Jessica Harmsen

Personal information
- Born: 5 September 1966 (age 59)

Chess career
- Country: Netherlands
- Title: Woman International Master (1988)
- Peak rating: 2245 (July 1989)

= Jessica Harmsen (chess player) =

Dutch chess player (born 1966)

Jessica Harmsen (born 5 September 1966) is a Dutch chess Woman International Master (1988), three-times Dutch Women's Chess Championships winner (1985, 1987, 1988).

== Chess career ==
Harmsen won the Dutch Youth Chess Championships three times: in 1982 in the girls U16 age group, in 1984 and 1985 in the girls U20 age group. In 1984, in Katowice she participated in European Girls' Junior Chess Championship and ranked in 7th place. In 1985, in Dobrna she participated in World Girls' Junior Chess Championship and ranked in 12th place.

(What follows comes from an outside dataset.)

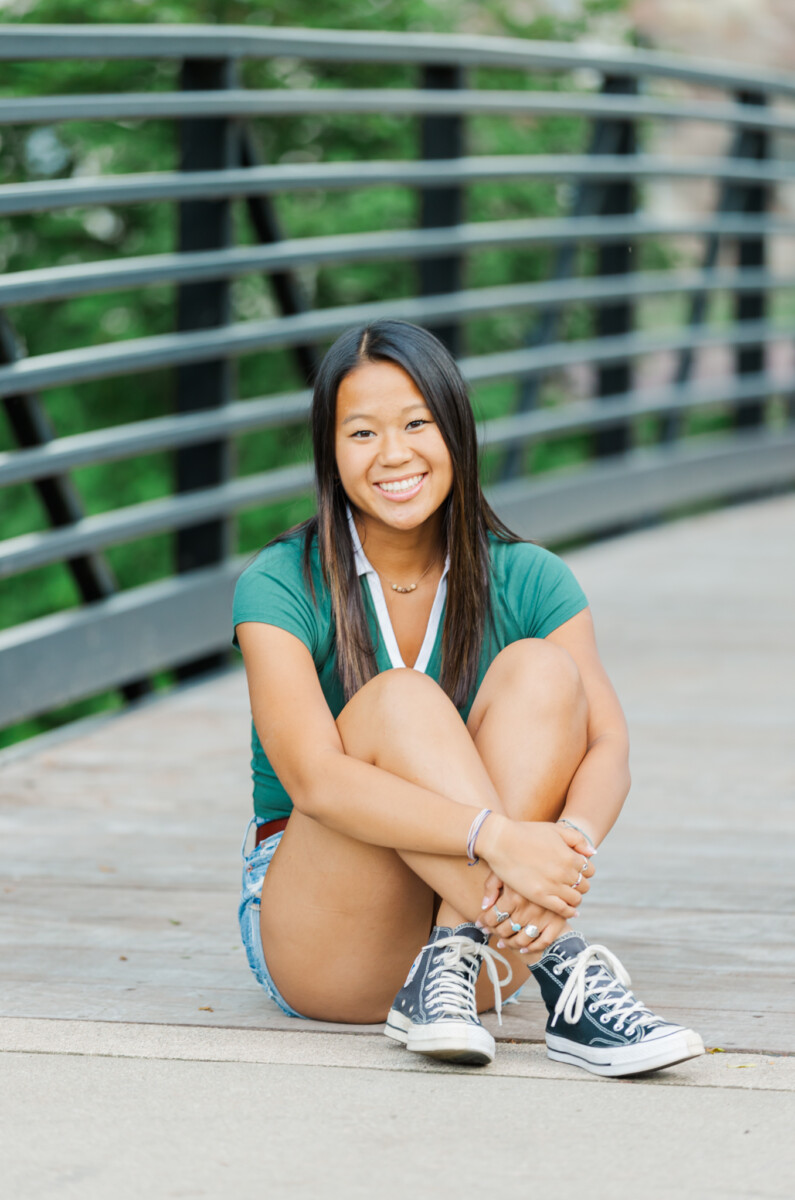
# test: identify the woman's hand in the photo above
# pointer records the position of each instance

In the 1980s and 1990s, Harmsen was among the leading Dutch female chess players. She competed many times in the individual finals of the Dutch Women's Chess Championship and three times won this tournament: 1985 (shared 1st place with Hanneke van Parreren), 1987 and 1988. In addition, in 1989 she won a silver medal and in 2000 - a bronze medal at the Dutch Women's Chess Championships. In 1986, she took 6th place in the international chess tournament in Nałęczów.

Harmsen thrice participated in Women's World Chess Championship West European Subzonal tournaments:
- in 1985, in Amsterdam and ranked in 5th place;
- in 1990, in Oisterwijk and ranked in 9th place;
- in 1991, in Oisterwijk and ranked in 6th place.

Harmsen played for the Netherlands in the Women's Chess Olympiad:
- In 1988, at first board in the 28th Chess Olympiad (women) in Thessaloniki (+5, =2, -4).

Harmsen achieved the highest rating in her career on 1 July 1989, with a score of 2245 points, she was then ranked first among Dutch female chess players. Since 1994, she has played very rarely in tournaments classified by the FIDE.